The integration isn't just about moving data - it's about keeping the correlation intact under all failure modes.

High-throughput considerations

At manufacturing scale (large plants with multiple lines, each firing events per minute), throughput planning matters:

  • Service Bus sizing - standard tier suffices for most deployments; Premium only when message volumes exceed the standard tier's throughput units
  • Logic Apps concurrency - configured per workflow, default is 20 concurrent runs; high-throughput flows need higher
  • F&O write capacity - custom services are faster than data entities for single-record writes; batching is appropriate when MES aggregates multiple updates
  • Dead-letter monitoring - alerts when Service Bus DLQ gets non-zero entries; usually indicates transformation errors that need human review

Reliability patterns

Manufacturing can't afford lost messages. The architecture carries:

  • Retry with exponential backoff in Logic Apps for transient failures
  • Dead-letter queues for poison messages
  • Idempotency keys on custom service calls so retry doesn't double-record
  • Correlation IDs flowing end-to-end for cross-system debugging
  • Monitoring dashboards on message throughput and latency per queue

Direction-specific patterns

Flows in each direction have different shapes:

MES → D365 (updates ERP from shop floor):

  • MES publishes to Service Bus topic
  • Logic App subscribes, transforms, calls F&O custom service
  • F&O updates inventory, production order status, quality records

D365 → MES (issues work to shop floor):

  • F&O business event on production order release
  • Event flows to Service Bus
  • MES subscriber picks up the work package, distributes to lines

Bidirectional correlation:

  • Correlation IDs in headers
  • Handshake patterns for critical state transitions (e.g., "order ready" → "order accepted by line")

Where custom code fits

Not everything is Logic Apps. Sometimes:

  • Azure Functions for complex transformations Logic Apps can't express cleanly
  • Custom services in F&O for writes standard entities don't cover
  • Durable Functions for long-running orchestrations (multi-day production runs)
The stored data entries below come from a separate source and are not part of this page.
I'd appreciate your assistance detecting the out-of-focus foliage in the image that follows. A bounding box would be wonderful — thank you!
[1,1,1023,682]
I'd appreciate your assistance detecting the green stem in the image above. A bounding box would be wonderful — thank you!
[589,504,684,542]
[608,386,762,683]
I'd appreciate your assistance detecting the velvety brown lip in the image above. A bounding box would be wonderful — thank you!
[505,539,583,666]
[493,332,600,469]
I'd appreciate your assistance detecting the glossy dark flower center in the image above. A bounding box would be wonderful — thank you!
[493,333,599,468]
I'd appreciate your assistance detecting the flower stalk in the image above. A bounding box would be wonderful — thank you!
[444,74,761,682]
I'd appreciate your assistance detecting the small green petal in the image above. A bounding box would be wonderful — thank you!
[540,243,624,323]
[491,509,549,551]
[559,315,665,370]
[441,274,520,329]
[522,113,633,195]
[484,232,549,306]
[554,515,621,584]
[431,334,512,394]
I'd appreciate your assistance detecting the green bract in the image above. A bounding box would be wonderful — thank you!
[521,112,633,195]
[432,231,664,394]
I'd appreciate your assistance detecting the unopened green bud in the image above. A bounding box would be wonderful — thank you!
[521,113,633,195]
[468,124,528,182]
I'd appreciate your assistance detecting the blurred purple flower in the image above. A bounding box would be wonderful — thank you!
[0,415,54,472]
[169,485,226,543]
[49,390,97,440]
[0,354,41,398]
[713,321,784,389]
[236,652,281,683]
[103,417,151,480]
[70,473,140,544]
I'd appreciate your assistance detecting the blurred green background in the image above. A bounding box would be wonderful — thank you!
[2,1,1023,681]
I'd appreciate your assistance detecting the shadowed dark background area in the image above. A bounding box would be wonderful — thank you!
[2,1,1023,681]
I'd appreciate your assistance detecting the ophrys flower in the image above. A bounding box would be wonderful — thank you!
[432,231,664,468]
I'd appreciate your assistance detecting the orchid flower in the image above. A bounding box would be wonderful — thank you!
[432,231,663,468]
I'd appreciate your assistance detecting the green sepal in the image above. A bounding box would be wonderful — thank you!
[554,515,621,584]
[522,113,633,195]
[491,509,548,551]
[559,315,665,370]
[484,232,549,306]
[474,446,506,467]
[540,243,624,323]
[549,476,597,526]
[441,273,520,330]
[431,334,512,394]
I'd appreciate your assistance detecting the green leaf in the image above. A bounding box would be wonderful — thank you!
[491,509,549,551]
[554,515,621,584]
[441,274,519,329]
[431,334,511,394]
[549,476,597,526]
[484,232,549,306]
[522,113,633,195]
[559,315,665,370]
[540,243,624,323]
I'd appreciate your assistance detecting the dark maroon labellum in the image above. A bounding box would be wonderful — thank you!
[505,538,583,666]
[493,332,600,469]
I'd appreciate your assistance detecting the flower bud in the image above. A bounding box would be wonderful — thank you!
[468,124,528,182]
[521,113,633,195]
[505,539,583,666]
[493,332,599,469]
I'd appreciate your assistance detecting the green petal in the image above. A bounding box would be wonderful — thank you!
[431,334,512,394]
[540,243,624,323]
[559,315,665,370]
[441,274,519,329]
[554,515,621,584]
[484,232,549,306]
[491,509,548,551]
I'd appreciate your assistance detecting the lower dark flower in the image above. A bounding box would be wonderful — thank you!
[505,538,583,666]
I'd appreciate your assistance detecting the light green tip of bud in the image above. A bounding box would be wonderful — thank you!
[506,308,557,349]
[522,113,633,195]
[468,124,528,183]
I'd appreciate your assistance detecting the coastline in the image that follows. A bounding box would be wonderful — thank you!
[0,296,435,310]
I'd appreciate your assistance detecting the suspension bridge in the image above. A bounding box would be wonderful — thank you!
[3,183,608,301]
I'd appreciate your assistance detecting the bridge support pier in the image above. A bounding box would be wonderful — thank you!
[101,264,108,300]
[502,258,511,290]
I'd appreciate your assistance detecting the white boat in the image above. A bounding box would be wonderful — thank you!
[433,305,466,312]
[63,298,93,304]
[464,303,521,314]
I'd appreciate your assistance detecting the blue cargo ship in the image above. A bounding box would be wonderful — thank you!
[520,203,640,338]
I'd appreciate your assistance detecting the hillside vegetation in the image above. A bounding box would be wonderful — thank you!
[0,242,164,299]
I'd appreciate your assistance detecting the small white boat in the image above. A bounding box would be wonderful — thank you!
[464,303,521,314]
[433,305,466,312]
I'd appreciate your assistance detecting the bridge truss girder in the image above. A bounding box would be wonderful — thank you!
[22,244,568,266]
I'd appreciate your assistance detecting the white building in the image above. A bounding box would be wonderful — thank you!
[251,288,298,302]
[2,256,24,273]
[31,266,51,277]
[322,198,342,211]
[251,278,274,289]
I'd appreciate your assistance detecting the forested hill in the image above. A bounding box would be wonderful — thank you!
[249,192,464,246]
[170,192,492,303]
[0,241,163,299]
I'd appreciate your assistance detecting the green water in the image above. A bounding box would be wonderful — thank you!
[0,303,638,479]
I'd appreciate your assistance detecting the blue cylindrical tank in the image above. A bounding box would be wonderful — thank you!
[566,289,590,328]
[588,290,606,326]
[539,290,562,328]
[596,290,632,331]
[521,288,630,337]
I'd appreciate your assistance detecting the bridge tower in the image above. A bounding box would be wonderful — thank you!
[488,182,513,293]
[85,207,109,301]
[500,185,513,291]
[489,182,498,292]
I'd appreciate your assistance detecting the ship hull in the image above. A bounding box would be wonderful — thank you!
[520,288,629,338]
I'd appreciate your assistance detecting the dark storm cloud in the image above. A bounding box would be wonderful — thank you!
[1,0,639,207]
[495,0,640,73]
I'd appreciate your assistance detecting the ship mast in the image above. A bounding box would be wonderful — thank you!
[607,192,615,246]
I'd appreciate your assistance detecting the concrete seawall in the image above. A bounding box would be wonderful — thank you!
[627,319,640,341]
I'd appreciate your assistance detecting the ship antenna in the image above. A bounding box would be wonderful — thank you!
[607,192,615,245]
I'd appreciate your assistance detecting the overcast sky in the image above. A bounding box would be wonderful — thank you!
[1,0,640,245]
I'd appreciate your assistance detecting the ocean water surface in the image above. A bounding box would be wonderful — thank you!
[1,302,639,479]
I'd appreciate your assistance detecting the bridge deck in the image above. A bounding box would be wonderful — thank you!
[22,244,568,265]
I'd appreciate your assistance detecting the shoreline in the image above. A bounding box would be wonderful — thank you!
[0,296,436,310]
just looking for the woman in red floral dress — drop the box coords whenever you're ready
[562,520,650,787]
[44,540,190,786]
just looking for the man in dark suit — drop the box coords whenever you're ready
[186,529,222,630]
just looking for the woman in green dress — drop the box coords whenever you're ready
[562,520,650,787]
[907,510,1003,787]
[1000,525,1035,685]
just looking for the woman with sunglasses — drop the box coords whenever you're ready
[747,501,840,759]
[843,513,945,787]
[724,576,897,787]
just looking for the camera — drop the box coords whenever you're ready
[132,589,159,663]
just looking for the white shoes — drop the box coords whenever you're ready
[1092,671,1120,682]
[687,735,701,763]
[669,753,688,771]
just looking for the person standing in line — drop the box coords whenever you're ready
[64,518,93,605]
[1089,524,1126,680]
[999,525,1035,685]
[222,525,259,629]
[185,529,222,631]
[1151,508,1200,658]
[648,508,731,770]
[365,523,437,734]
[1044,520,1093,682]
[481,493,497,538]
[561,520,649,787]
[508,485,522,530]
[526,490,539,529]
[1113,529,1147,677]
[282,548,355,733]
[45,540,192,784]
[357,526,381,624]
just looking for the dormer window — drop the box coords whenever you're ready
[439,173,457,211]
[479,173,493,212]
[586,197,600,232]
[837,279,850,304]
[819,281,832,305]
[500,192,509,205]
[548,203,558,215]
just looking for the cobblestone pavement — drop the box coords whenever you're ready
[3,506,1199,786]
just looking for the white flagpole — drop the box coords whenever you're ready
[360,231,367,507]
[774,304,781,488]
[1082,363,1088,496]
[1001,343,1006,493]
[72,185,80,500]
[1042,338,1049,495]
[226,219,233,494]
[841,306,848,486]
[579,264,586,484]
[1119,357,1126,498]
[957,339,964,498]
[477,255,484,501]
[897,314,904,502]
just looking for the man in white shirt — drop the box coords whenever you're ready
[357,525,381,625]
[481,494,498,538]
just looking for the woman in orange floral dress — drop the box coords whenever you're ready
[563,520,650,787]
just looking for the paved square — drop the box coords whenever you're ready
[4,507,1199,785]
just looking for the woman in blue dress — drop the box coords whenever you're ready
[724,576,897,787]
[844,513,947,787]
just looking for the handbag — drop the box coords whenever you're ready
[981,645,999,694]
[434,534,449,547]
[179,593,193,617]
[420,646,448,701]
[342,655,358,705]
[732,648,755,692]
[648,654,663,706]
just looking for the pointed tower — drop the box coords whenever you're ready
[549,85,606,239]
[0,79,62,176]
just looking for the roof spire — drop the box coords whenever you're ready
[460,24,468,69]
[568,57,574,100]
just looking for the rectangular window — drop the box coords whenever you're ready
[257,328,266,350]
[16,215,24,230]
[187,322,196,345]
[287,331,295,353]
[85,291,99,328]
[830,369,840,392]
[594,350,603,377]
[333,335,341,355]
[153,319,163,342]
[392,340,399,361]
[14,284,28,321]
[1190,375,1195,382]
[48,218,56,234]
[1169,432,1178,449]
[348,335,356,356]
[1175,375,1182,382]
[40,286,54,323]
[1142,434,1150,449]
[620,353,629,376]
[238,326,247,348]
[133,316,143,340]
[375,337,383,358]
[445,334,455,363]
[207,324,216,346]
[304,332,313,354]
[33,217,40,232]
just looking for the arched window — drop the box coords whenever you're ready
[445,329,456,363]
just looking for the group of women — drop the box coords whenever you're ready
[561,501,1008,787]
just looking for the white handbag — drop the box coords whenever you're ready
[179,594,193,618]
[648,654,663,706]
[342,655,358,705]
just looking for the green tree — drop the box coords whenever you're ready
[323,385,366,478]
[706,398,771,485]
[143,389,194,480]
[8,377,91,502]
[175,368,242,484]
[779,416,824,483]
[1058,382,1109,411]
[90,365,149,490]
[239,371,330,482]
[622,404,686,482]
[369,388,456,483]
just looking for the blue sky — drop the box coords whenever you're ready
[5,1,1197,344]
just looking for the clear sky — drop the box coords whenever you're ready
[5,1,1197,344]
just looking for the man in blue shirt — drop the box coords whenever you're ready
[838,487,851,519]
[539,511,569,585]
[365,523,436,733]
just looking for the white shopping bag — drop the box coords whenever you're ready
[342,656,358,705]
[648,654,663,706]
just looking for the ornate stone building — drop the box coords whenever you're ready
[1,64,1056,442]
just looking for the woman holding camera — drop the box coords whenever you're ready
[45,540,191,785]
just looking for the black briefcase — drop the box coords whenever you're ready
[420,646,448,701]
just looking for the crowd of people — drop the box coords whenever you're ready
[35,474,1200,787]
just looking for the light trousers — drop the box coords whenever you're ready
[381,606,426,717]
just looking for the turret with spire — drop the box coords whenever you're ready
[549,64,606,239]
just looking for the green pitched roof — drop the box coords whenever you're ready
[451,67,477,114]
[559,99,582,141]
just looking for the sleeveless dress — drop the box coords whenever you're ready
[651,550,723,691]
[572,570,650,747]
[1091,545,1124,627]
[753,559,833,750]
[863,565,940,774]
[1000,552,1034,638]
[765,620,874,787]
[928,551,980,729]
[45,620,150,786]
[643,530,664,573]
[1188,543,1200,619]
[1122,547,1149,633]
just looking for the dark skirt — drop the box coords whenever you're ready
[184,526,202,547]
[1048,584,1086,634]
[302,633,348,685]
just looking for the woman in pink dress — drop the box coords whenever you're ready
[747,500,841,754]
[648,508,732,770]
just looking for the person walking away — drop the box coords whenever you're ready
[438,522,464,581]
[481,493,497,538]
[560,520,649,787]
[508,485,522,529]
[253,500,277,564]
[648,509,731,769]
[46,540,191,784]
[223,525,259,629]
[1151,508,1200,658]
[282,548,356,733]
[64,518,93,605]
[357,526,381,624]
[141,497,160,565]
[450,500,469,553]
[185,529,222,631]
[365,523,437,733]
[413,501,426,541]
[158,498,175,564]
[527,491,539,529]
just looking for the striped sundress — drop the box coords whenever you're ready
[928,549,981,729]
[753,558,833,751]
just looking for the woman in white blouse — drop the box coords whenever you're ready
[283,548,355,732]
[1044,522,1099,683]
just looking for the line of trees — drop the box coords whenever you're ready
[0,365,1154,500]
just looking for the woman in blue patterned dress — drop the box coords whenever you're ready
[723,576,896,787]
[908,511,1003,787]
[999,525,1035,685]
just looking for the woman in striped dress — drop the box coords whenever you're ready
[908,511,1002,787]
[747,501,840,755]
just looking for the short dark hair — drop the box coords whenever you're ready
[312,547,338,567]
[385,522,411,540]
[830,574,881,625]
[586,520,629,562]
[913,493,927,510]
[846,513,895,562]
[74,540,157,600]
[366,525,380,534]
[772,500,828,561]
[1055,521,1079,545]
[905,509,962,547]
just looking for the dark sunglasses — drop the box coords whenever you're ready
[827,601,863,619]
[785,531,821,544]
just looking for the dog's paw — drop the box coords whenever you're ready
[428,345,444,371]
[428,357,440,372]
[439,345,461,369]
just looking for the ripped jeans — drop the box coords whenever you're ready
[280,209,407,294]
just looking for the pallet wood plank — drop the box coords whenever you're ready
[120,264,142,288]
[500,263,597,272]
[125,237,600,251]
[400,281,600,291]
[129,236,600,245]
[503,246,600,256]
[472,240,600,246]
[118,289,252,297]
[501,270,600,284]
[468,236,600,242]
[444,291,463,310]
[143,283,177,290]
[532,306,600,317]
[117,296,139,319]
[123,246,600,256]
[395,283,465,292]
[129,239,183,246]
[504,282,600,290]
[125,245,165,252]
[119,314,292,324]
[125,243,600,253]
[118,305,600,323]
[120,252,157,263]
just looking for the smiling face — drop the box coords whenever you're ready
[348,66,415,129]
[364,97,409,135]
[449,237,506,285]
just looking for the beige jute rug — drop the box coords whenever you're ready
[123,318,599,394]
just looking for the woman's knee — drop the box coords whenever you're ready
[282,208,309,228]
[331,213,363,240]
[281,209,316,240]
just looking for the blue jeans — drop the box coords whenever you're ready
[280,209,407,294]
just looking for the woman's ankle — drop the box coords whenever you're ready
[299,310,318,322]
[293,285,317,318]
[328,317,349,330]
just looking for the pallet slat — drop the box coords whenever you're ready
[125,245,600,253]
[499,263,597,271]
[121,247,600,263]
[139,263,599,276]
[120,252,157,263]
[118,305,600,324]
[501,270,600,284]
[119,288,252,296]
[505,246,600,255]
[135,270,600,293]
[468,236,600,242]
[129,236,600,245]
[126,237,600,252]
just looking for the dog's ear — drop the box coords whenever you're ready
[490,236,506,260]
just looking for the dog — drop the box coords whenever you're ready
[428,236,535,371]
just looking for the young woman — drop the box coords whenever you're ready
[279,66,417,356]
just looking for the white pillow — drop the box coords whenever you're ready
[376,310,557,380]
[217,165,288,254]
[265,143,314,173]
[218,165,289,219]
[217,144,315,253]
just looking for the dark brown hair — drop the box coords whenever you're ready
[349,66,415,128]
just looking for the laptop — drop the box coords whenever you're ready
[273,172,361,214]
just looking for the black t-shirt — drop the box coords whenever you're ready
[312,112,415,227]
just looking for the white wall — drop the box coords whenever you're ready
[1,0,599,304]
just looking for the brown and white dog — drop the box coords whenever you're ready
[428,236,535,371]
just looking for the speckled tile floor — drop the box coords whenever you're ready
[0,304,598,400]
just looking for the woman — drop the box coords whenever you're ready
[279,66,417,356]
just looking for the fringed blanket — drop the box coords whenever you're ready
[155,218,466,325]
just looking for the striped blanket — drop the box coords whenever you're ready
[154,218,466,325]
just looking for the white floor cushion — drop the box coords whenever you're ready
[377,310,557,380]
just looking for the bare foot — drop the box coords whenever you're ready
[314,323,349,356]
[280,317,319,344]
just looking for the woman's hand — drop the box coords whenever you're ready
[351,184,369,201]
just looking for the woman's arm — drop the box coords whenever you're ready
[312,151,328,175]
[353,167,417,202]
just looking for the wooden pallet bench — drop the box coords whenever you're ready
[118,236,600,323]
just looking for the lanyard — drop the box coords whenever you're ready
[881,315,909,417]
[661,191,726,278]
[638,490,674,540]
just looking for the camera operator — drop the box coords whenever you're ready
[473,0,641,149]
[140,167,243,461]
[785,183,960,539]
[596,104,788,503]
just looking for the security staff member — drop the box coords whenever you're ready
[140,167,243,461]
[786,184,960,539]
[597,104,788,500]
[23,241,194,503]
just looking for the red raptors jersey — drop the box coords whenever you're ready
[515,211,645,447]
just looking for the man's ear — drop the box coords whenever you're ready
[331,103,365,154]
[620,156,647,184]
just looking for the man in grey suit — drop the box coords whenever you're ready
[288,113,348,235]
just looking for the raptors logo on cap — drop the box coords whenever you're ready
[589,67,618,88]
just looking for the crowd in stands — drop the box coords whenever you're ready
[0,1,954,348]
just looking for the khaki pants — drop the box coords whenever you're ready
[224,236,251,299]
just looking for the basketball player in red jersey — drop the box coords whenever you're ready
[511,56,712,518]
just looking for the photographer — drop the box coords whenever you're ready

Each has a clear use case. Reach for them when the declarative tool hits a limit, not as default.

What ships with the architecture

A working MES-to-D365 integration has:

  • Service Bus queues and topics partitioned by production-order or line
  • Logic Apps for each directional flow with transformation logic
  • Business events published on production order lifecycle
  • Custom services on F&O for inbound writes from MES
  • Dead-letter queue monitoring with alerting
  • Traceability validation - spot-check recall scenarios quarterly
  • Runbook for extending the integration when a new MES module is added

The pattern is architect-grade because manufacturing systems won't tolerate the simpler options. Azure middleware is the supported, scalable, maintainable middle.